Below are some tips to help make sure your DIY carnival has an excellent selection of prizes. It will be easier if you can answer these questions first:
- Will your event be open to the public or private?
- Will it be indoors or outside?
- Will it be hot, cold, rainy, or loud?
- Will you charge admission?
- Will people be charged to participate in games and activities?
- Will they be charged for refreshments?
- Will donations be accepted?
- Where will any proceeds go?
# 1. Know your audience (age-range and interests)
Carnival prizes for toddlers
Prizes for toddlers should focus on safety. Pay extra attention to size, durability, and source. Think balls, stuffed animals, and plastic animals. With adequate supervision, you can also consider toy cars, crayons, bubbles, and inflatables. Focusing on safety will make toddler prizes more expensive. You may opt to let them earn one or two prizes for the entire event instead of allowing one per activity.
Older kids can enjoy the same type toy listed for toddlers. But think smaller hotwheels type cars and silly pens instead of crayons. Pay attention to popular themes such as Smileys. You may also want to add simple games (cards) and friendly posters.
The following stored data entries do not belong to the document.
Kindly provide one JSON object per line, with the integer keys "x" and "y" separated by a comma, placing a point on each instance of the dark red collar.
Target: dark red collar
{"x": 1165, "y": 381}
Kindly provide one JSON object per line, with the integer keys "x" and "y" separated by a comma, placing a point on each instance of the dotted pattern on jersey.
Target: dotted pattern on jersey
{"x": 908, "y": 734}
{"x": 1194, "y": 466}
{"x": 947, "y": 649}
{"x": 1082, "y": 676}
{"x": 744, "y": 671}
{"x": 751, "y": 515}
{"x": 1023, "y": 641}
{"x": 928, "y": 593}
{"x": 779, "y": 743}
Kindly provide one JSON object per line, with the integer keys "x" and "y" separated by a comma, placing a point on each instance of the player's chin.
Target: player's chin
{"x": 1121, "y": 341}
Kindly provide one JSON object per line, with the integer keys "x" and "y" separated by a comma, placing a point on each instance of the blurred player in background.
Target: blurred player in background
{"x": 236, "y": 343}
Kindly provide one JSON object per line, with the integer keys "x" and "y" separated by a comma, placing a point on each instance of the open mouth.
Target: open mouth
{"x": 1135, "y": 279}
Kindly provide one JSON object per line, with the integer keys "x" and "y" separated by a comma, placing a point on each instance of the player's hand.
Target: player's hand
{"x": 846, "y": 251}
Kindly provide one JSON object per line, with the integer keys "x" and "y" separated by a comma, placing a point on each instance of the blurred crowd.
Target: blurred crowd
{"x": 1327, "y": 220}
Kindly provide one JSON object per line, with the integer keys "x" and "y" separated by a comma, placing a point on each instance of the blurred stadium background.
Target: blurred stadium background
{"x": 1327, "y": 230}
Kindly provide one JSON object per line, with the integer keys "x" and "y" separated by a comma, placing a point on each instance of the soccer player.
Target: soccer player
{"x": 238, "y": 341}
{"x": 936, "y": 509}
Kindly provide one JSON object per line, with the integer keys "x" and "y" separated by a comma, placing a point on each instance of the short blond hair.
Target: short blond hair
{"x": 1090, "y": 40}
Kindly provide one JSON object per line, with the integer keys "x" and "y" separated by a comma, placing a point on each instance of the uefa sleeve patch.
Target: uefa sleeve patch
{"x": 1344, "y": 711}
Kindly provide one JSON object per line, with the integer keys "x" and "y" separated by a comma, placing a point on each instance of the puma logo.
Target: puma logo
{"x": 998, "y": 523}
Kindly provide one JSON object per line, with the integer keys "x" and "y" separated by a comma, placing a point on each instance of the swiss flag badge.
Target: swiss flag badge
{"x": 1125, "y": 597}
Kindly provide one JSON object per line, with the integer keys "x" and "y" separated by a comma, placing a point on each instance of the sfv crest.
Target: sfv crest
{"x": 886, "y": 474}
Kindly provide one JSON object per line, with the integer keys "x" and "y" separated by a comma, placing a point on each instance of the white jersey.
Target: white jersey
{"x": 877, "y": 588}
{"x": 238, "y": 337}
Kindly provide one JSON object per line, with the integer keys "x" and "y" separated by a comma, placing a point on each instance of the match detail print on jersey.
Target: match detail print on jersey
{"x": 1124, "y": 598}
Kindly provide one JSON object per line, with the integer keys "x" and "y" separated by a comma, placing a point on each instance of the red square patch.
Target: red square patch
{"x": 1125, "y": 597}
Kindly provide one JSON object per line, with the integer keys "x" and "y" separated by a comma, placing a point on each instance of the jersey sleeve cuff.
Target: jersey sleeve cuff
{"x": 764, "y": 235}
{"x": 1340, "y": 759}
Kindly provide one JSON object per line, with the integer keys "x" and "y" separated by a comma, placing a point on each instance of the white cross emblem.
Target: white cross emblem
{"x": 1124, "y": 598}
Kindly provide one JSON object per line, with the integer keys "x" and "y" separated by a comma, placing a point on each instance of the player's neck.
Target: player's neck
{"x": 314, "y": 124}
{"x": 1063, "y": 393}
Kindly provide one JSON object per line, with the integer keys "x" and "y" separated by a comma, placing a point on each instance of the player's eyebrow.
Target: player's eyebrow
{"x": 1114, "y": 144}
# 2. Estimate your audience size
Make sure you have enough prizes to go around! Keep in mind that carnival-type prizes tend to be lower quality. Inflatables will leak, stuffed animals will have bad seams. You will want to have a few extras to replace the defective toys. Also know that some items will be more popular than others.
# 3. Know your budget
You can find a wide assortment of toys and prizes online, from the 10-cent plastic gadgets that look like they belong in a trick or treat bucket to the $20 oversized stuffed animal.
Private organizations having a fun evening with a set number of kids can splurge on making sure everybody gets a nice $2-$5 prize. For community events that are open to the public, you will want a variety from 5-cent giveaways to harder to win expensive prizes.
# 4. How will prizes be paid for?
It is common for big events to give prizes on the spot that can be traded up as you win more. This requires the people running things to have a large stock of little prizes and it requires the participants to keep up with stuff until they have enough to trade.
If you want to keep your guests hands free, or if you want to help young kids focus on participation vs obsessing over their new little toy, you can have a system where they collect tickets, tokens, punches, stickers, or stamps.
Daycares may want to give each kid a fun hat or necklace that gets stamped with each “participation” award.
# 5. Being politically correct
If you do not know our audience well, try to stick with less objectionable toys. Water guns and swords can be seen as “war games”.